Another is, that modern psychology—beginning with Freud—made an unfortunate and limiting move a hundred years ago, when it elected to entirely divorce itself from its close cousins— the world’s religious and spiritual traditions. (I will also write about why this was initially understandable). Though even today a spiritually neutered approach to the psyche has limited the discipline of modern psychology from being better able to recognize, let alone treat narcissism in its multiple forms.
And as mentioned, there are actually several different forms—or narcissistic styles—from the relatively benign “closet narcissism” spoken of by James Masterson to the truly toxic “malignant narcissism” recognized by Otto Kernberg, and that Erich Fromm found to be “the quintessence of evil.”
These were not “minor league clinicians.” Yet neither they nor these styles are even mentioned in what purports to be America’s definitive diagnostic and statistical manual of mental disorders.
While an undisputed fact is that Greek and Roman poets first named narcissism, and wrote their versions of the myth of Narcissus over two thousand years ago—which makes narcissism, arguably, the first recognized personality disorder.
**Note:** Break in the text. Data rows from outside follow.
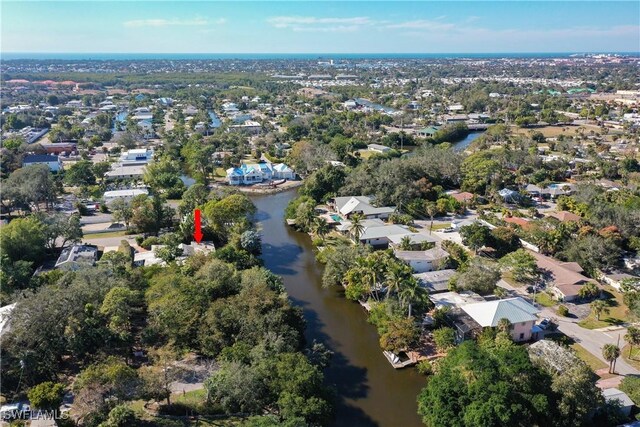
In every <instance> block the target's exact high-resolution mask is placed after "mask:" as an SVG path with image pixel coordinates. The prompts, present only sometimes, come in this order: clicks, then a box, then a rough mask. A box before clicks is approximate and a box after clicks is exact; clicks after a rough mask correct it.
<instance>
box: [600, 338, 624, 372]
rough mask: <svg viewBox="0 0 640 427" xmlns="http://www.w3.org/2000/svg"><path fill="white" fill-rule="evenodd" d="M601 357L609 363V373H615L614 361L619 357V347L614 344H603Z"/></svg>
mask: <svg viewBox="0 0 640 427" xmlns="http://www.w3.org/2000/svg"><path fill="white" fill-rule="evenodd" d="M602 356H603V357H604V360H606V361H607V362H609V373H610V374H612V373H614V372H615V371H616V360H617V359H618V357H620V347H618V346H617V345H615V344H605V345H604V347H602Z"/></svg>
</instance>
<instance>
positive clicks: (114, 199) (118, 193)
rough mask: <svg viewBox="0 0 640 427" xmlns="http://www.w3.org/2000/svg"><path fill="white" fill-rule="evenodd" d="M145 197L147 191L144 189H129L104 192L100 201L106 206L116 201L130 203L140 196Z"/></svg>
mask: <svg viewBox="0 0 640 427" xmlns="http://www.w3.org/2000/svg"><path fill="white" fill-rule="evenodd" d="M143 194H145V195H147V194H149V191H148V190H147V189H146V188H129V189H126V190H112V191H105V192H104V195H103V196H102V200H103V201H104V203H105V204H106V205H111V204H112V203H113V202H115V201H116V200H124V201H125V202H130V201H131V200H133V199H134V198H135V197H137V196H140V195H143Z"/></svg>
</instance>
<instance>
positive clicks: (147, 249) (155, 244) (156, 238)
mask: <svg viewBox="0 0 640 427" xmlns="http://www.w3.org/2000/svg"><path fill="white" fill-rule="evenodd" d="M160 243H161V242H160V238H159V237H156V236H151V237H147V238H146V239H144V240H143V241H142V243H140V246H142V247H143V248H145V249H147V250H149V249H151V246H152V245H159V244H160Z"/></svg>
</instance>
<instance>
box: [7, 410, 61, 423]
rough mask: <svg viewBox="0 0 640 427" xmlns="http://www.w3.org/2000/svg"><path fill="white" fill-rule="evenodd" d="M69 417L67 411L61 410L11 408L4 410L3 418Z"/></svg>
mask: <svg viewBox="0 0 640 427" xmlns="http://www.w3.org/2000/svg"><path fill="white" fill-rule="evenodd" d="M67 418H69V415H68V414H67V413H66V412H61V411H60V410H48V411H47V410H37V411H36V410H33V411H32V410H30V409H9V410H5V411H2V413H1V414H0V419H2V420H5V421H6V420H64V419H67Z"/></svg>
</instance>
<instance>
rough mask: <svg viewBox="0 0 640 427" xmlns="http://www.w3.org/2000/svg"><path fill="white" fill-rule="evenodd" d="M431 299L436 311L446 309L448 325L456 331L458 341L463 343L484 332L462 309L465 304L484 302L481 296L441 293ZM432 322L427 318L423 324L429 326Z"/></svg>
mask: <svg viewBox="0 0 640 427" xmlns="http://www.w3.org/2000/svg"><path fill="white" fill-rule="evenodd" d="M429 299H430V300H431V301H432V302H433V303H434V305H435V307H436V309H441V308H446V309H447V314H446V320H447V323H448V324H449V325H450V326H451V327H452V328H453V329H454V330H455V331H456V340H457V342H461V341H464V340H467V339H471V338H474V337H476V336H477V335H478V334H480V332H482V326H480V325H479V324H478V322H476V321H475V320H473V318H472V317H471V316H469V315H468V314H467V313H466V312H465V311H464V310H462V309H461V307H462V306H463V305H465V304H472V303H477V302H482V301H484V298H482V297H481V296H480V295H478V294H476V293H474V292H470V291H465V292H460V293H457V292H441V293H437V294H435V295H429ZM431 322H432V320H431V319H429V317H428V316H427V317H426V318H425V321H424V322H423V323H426V324H429V323H431Z"/></svg>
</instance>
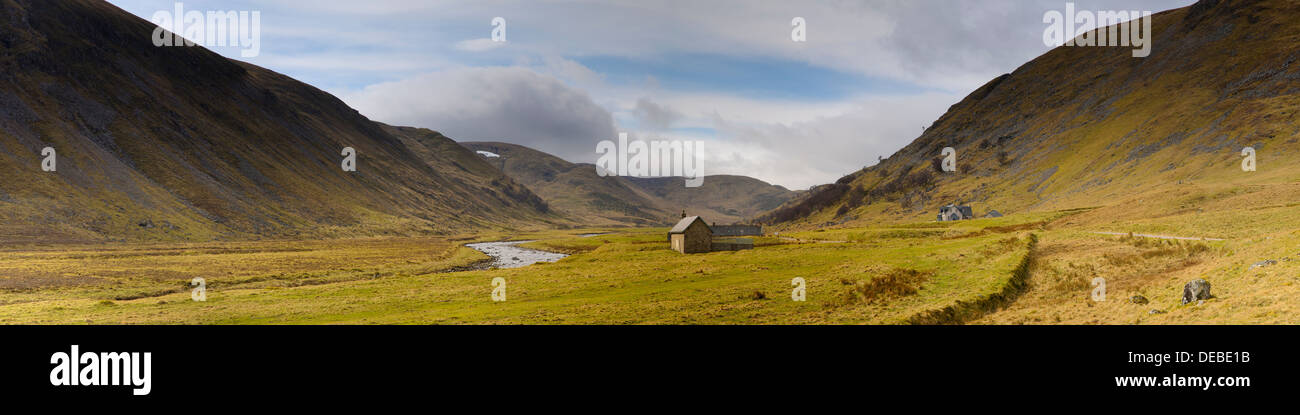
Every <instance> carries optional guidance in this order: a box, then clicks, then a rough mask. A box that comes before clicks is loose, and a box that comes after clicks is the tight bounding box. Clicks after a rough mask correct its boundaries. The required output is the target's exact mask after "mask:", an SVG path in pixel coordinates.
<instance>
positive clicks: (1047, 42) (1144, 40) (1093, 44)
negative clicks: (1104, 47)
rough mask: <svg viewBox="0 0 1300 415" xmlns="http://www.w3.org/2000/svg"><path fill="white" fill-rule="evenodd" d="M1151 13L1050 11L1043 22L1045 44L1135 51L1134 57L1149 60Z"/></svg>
mask: <svg viewBox="0 0 1300 415" xmlns="http://www.w3.org/2000/svg"><path fill="white" fill-rule="evenodd" d="M1151 14H1152V13H1151V10H1144V12H1139V10H1131V12H1130V10H1099V12H1092V10H1075V7H1074V3H1066V4H1065V13H1062V12H1060V10H1048V12H1047V13H1043V22H1044V23H1047V25H1048V27H1047V29H1045V30H1044V31H1043V44H1047V46H1049V47H1061V46H1069V47H1132V48H1134V51H1132V53H1134V57H1147V56H1151V43H1152V38H1153V36H1152V30H1151Z"/></svg>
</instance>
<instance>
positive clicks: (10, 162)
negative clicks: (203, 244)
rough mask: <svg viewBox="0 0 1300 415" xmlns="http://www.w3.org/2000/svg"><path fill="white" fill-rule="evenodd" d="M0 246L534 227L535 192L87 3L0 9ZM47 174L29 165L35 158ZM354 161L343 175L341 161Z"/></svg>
mask: <svg viewBox="0 0 1300 415" xmlns="http://www.w3.org/2000/svg"><path fill="white" fill-rule="evenodd" d="M0 21H4V22H6V23H5V25H0V39H3V40H4V42H0V114H3V116H0V241H4V242H23V241H47V242H49V241H53V242H60V241H61V242H78V241H120V239H126V241H209V239H230V238H261V237H363V235H393V234H429V233H454V232H460V230H465V229H486V228H503V226H534V224H538V222H545V221H550V220H552V219H554V217H552V216H551V215H547V213H546V209H545V206H543V204H541V203H538V200H537V198H536V195H532V194H530V193H529V191H528V190H526V189H524V187H523V186H519V185H517V183H515V182H513V181H512V180H510V178H508V177H504V176H502V174H499V173H497V172H494V170H493V169H490V167H486V165H485V164H484V163H482V160H480V159H478V157H477V156H474V155H473V154H472V152H469V151H465V150H464V148H461V147H459V146H455V144H454V143H452V142H451V141H450V139H446V138H443V137H437V135H429V137H426V138H424V139H420V141H415V139H411V138H408V137H403V135H404V134H402V130H394V129H390V127H387V126H383V125H378V124H374V122H370V121H369V120H367V118H365V117H363V116H361V114H360V113H357V112H356V111H354V109H351V108H348V107H347V105H344V104H343V103H342V101H341V100H338V99H337V98H334V96H330V95H329V94H325V92H322V91H320V90H317V88H315V87H311V86H308V85H304V83H300V82H298V81H294V79H291V78H287V77H285V75H281V74H277V73H274V72H270V70H266V69H261V68H257V66H252V65H247V64H242V62H235V61H231V60H227V59H225V57H221V56H218V55H216V53H213V52H211V51H207V49H204V48H200V47H155V46H153V44H152V40H151V38H149V36H151V34H152V31H153V26H152V25H151V23H148V22H146V21H143V20H139V18H136V17H134V16H131V14H129V13H126V12H123V10H121V9H117V8H116V7H113V5H110V4H108V3H104V1H94V0H69V1H34V0H0ZM47 146H48V147H53V148H55V150H56V151H57V172H43V170H42V169H40V161H42V148H44V147H47ZM344 147H352V148H355V150H356V152H357V163H356V164H357V169H356V172H343V170H342V169H341V161H342V159H343V156H342V155H341V152H342V151H343V148H344Z"/></svg>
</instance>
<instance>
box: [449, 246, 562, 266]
mask: <svg viewBox="0 0 1300 415" xmlns="http://www.w3.org/2000/svg"><path fill="white" fill-rule="evenodd" d="M528 242H533V241H513V242H482V243H469V245H465V246H468V247H472V248H474V250H478V251H480V252H484V254H487V256H491V259H493V260H491V263H489V264H485V265H484V268H485V269H486V268H520V267H528V265H532V264H536V263H554V261H558V260H560V259H562V258H564V256H568V255H567V254H556V252H547V251H538V250H533V248H525V247H520V246H519V245H521V243H528Z"/></svg>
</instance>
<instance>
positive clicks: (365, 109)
mask: <svg viewBox="0 0 1300 415" xmlns="http://www.w3.org/2000/svg"><path fill="white" fill-rule="evenodd" d="M342 95H343V96H342V98H343V100H344V101H347V103H348V104H351V105H352V107H354V108H356V109H357V111H360V112H361V113H363V114H365V116H368V117H370V118H373V120H377V121H382V122H387V124H394V125H409V126H420V127H429V129H434V130H438V131H441V133H443V134H446V135H447V137H451V138H454V139H456V141H502V142H510V143H517V144H523V146H528V147H533V148H537V150H542V151H546V152H550V154H552V155H556V156H559V157H563V159H565V160H571V161H594V159H595V143H597V142H599V141H604V139H615V138H616V137H617V133H616V131H615V126H614V117H612V116H611V114H610V112H608V111H606V109H604V108H602V107H601V105H597V104H595V103H594V101H591V98H590V96H588V94H586V92H584V91H581V90H576V88H573V87H569V86H568V85H565V83H563V82H560V81H559V79H556V78H555V77H550V75H543V74H539V73H537V72H534V70H532V69H525V68H500V66H493V68H460V69H450V70H443V72H437V73H428V74H422V75H419V77H413V78H408V79H403V81H395V82H386V83H378V85H372V86H368V87H365V88H363V90H360V91H354V92H344V94H342Z"/></svg>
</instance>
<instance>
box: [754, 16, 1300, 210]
mask: <svg viewBox="0 0 1300 415" xmlns="http://www.w3.org/2000/svg"><path fill="white" fill-rule="evenodd" d="M1297 21H1300V3H1297V1H1287V0H1260V1H1255V0H1245V1H1226V0H1225V1H1212V0H1203V1H1200V3H1197V4H1195V5H1192V7H1188V8H1183V9H1175V10H1170V12H1165V13H1160V14H1157V16H1156V17H1154V31H1156V35H1154V43H1153V49H1152V55H1151V56H1149V57H1145V59H1135V57H1132V56H1131V53H1130V48H1126V47H1091V48H1084V47H1061V48H1056V49H1053V51H1050V52H1048V53H1045V55H1043V56H1040V57H1039V59H1035V60H1032V61H1030V62H1027V64H1024V65H1023V66H1021V68H1019V69H1017V70H1015V72H1013V73H1010V74H1005V75H1002V77H998V78H996V79H993V81H989V82H988V83H987V85H984V86H983V87H980V88H978V90H976V91H974V92H972V94H970V95H969V96H966V99H963V100H962V101H959V103H958V104H956V105H953V107H952V108H950V109H949V111H948V113H945V114H944V116H943V117H940V118H939V120H937V121H935V122H933V125H931V126H930V127H928V129H927V130H926V131H924V133H923V134H922V135H920V137H919V138H917V139H915V141H914V142H913V143H911V144H909V146H906V147H905V148H902V150H900V151H898V152H897V154H894V155H893V156H891V157H889V159H888V160H884V161H883V163H880V164H879V165H874V167H870V168H866V169H863V170H861V172H857V173H854V174H850V176H848V177H844V178H841V180H839V181H837V182H836V183H832V185H826V186H819V187H818V189H815V190H814V191H811V193H810V194H807V195H805V196H803V198H801V199H798V200H793V202H790V203H788V204H787V206H784V207H783V208H781V209H777V211H775V212H772V213H771V215H768V216H766V217H764V219H763V220H764V221H768V222H775V224H779V226H780V228H792V229H811V228H818V226H827V225H842V226H852V225H862V224H871V222H880V221H884V222H901V221H914V220H927V219H932V217H933V216H935V213H936V211H937V208H939V207H940V206H944V204H948V203H953V202H957V203H967V204H971V206H972V207H974V208H975V212H976V215H983V213H984V212H987V211H989V209H997V211H1001V212H1004V213H1014V212H1045V211H1052V209H1065V208H1078V207H1102V208H1100V209H1095V211H1092V212H1089V213H1087V215H1083V216H1080V217H1079V219H1078V222H1080V224H1113V222H1117V221H1123V220H1135V219H1143V217H1162V216H1170V215H1183V213H1201V212H1206V211H1209V209H1225V208H1240V207H1244V206H1256V204H1260V206H1262V204H1279V203H1281V204H1284V203H1290V202H1297V200H1300V195H1297V194H1296V193H1295V191H1294V189H1292V187H1288V186H1287V183H1295V182H1296V181H1300V169H1297V168H1296V165H1297V161H1300V156H1297V155H1300V152H1297V151H1300V144H1297V138H1300V122H1297V112H1296V111H1297V109H1300V61H1297V60H1300V25H1296V23H1295V22H1297ZM1247 146H1249V147H1253V148H1255V150H1256V151H1257V160H1258V170H1257V172H1243V170H1242V168H1240V167H1242V160H1243V157H1242V151H1243V147H1247ZM944 147H954V148H956V151H957V155H958V157H957V167H958V169H957V172H956V173H945V172H941V170H940V169H939V168H937V163H936V159H937V157H940V152H941V150H943V148H944ZM865 159H866V157H865ZM1243 193H1245V194H1256V195H1255V196H1249V195H1239V194H1243ZM1232 198H1235V199H1232ZM1227 200H1235V202H1234V203H1221V202H1227ZM1261 203H1262V204H1261Z"/></svg>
But consider this: That within a year or so of its outbreak, clever humans devised vaccines that were efficacious in limiting the spread of the Covid virus. Yet strangely, we seem as baffled in fully understanding and successfully treating the social virus of narcissism, as were the people in antiquity. Isn’t there something that can be done about this?
But these are not normal times. We live in a world where, for better or worse, anything could happen at any moment.And the crucial inflection point we’re facing now—that includes ecological, political, and evolutionary crises— could lead to the “increased necessity” that both Jung and Gurdjieff recognized as pivotal for transformation.